The series consists of four 44-minute episodes, made possible thanks to access granted by the Filmoteca Española to its documentary collections, the most important of which is the NO-DO collection. The complete output of NO-DO is currently kept in the Filmoteca Española in an impeccable state of preservation. This allowed the Spain after the War, Francoism in Colour team to access the original copies and produce images directly from the 35mm photochemical material.
As well as the NO-DO news reels, other collections at the Filmoteca Española were used, such as the Archivo Histórico, Documentales en Blanco y Negro and Revista Imágenes.
The documentation team searched and found footage in many other film archives including the Filmoteca Vasca, the Filmoteca de Catalunya, REUTERS, NARA, the NATO Archives and British Pathé. A laborious search was also carried out for photographs, press cuttings and documents from media and agencies such as EFE, ABC, ALBUM, La Vanguardia, Archivo General de la Administración or the Archivo de Salamanca, and la Fundación 1 de mayo.
A team of 40 people worked on the project. They spent a year and a half inspecting over 750 titles from the Filmoteca Española collection. More than 1,750 acetate degradation studies were performed. Over 180,000 metres of film have been restored. It took over 250 hours to scan to 4K and 300 minutes have been digitalised. More than 250,000 frames have been digitally restored with 300,000 frames being colourised. The faithful and precise colourisation of the material was achieved using 25,000 documented colour references.

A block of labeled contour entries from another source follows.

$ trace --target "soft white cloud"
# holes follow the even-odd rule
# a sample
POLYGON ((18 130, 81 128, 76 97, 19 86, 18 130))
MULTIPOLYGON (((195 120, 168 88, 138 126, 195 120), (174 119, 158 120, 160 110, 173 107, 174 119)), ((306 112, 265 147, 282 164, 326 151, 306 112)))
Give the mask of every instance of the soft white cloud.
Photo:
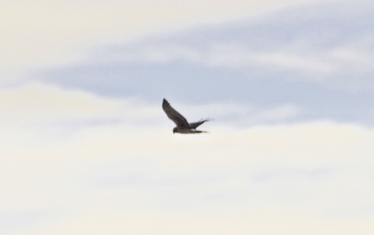
POLYGON ((2 83, 25 70, 83 58, 88 47, 185 24, 246 15, 294 0, 88 1, 21 0, 1 5, 2 83), (21 70, 21 71, 20 71, 21 70), (6 75, 6 76, 5 75, 6 75))
MULTIPOLYGON (((7 101, 1 104, 2 115, 8 115, 0 133, 0 177, 6 179, 0 182, 4 215, 0 216, 12 215, 13 225, 5 228, 15 234, 59 234, 65 231, 62 228, 70 228, 73 234, 104 230, 148 234, 136 225, 165 213, 170 217, 158 223, 178 219, 163 234, 184 229, 177 225, 186 220, 191 221, 192 232, 229 219, 220 215, 224 212, 264 222, 253 215, 270 208, 264 213, 266 221, 277 228, 284 224, 279 215, 294 217, 295 211, 295 217, 305 217, 300 222, 302 231, 313 231, 315 223, 332 230, 371 224, 373 211, 365 208, 372 208, 374 195, 369 180, 374 177, 373 130, 328 121, 250 128, 217 122, 204 124, 211 134, 173 135, 174 123, 160 105, 139 100, 36 84, 0 95, 7 101), (29 120, 18 116, 22 114, 29 120), (113 117, 122 121, 85 124, 93 118, 113 117), (56 129, 71 129, 61 122, 66 119, 80 122, 68 135, 56 134, 56 129), (148 121, 157 123, 145 124, 148 121), (47 122, 52 124, 40 125, 47 122), (95 222, 103 215, 112 219, 95 222), (310 216, 319 222, 310 223, 310 216), (34 219, 25 220, 25 216, 34 219), (196 216, 212 219, 198 224, 196 216), (134 226, 111 222, 123 219, 134 226)), ((246 115, 254 109, 229 103, 173 105, 186 113, 221 115, 246 115)), ((255 117, 281 120, 297 112, 286 105, 255 117)), ((291 226, 292 221, 285 223, 291 226)), ((246 221, 212 231, 272 234, 246 221)), ((282 228, 277 229, 280 234, 289 234, 282 228)))
POLYGON ((73 234, 150 234, 136 225, 165 213, 170 217, 151 220, 175 218, 163 234, 184 231, 186 224, 177 225, 186 220, 192 228, 186 229, 197 232, 196 226, 207 229, 232 216, 274 226, 250 226, 246 219, 223 223, 223 231, 239 234, 272 234, 275 228, 289 234, 294 221, 280 217, 301 217, 299 232, 323 230, 315 223, 332 230, 371 224, 373 212, 361 211, 373 205, 372 130, 324 122, 213 126, 211 134, 186 136, 172 135, 167 126, 92 126, 58 144, 39 137, 33 146, 2 146, 0 176, 7 180, 0 187, 1 211, 62 215, 37 220, 19 232, 24 234, 59 234, 63 228, 73 234), (198 224, 196 216, 211 219, 198 224), (132 226, 119 222, 128 220, 132 226))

Over the year and a half the production lasted, and thanks to the cooperation of the Filmoteca Española, more than 60 unreleased reels and reports were viewed, some of which appear in the final edit of the series. These include scenes from the Green March, Franco in hospital before his death, and footage of his last official appearance.
The team also managed to track down unscreened news reports on music, fashion, beaches and tourism which all provide an idea of the culture of the time.
This project is a continuation of the series Divided Spain, the Civil War in Colour – broadcast in over 170 countries on Discovery Network channels – and is a clear commitment on the part of DMAX and VEO TELEVISION to continue producing historical documentaries and products of quality which can be watched around the world.